Nageln mit Köpfchen: Diesel hat das größte verbrennungsmotorische Sparpotenzial. In der Stadt fährt man künftig elektrisch. Weitere Strecken aber nur, wenn man dazwischen laden kann. All dies vereint derzeit nur einer: Volvo V60 Plug-in Hybrid.

Alter Schwede? Junger Schwede! Für den muss man sich direkt was einfallen lassen. Wäre ja fast langweilig, ihm zuzugestehen, dass man in der Stadt praktisch mit null Verbrauch auskommt, wenn man Verbrauch auf Antriebskraft aus der Zapfsäule bezieht und den aus der Steckdose ignoriert.
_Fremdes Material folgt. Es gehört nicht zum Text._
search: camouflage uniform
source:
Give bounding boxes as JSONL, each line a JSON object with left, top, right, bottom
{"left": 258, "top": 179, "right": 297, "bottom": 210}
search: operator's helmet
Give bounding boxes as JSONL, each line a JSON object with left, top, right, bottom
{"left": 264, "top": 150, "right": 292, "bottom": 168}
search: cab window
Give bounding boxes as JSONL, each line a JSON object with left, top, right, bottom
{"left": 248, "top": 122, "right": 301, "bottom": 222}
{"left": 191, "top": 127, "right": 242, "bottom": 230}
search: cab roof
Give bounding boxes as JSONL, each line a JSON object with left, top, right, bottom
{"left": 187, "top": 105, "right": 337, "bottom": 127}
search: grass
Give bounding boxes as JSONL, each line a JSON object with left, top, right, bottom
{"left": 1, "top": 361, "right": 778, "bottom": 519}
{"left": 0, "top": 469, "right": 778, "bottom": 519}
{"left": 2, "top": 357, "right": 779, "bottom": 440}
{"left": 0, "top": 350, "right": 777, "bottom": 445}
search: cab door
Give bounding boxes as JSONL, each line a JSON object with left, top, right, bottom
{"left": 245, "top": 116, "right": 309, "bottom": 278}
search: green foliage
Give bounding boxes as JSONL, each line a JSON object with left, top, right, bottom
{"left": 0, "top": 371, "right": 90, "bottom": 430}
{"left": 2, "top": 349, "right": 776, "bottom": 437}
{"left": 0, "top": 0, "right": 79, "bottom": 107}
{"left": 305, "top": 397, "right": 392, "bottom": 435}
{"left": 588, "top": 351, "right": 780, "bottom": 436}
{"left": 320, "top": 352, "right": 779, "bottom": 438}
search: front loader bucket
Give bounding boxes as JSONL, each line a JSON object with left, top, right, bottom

Sofern man nämlich stets eine Dose zum Laden in der Nähe hat – was, und damit zu den Tücken des Alltags, noch längst nicht der Fall ist, womit der V60 Plug-in Hybrid sein volles Potenzial auch nicht immer und überall entfalten kann.

Foto: Andreas Stockinger

Wo waren wir? Einfallen lassen. Weil es sich unter dieses Volvos Haube auch ein Dieselaggregat bequem macht, ersannen wir ein auf die Gesamtkonstellation bedachtes Testprofil. Wie wär’s mit Vorarlberg, Schweiz, dazu ein paar archetypische Alpenpässe und deutsche Autobahn? Da fühlt sich Carl Gustav wieder Jung und kommt Bruder Klaus aus seiner Klause. Ergebnis, jetzt auf der physischen, nicht metaphysischen Seite: 5,2 Liter Gesamtverbrauch auf 100 km. Wie gesagt, bei städtischem Einsatzszenario wird das deutlich weniger, und damit zum Artspezifischen.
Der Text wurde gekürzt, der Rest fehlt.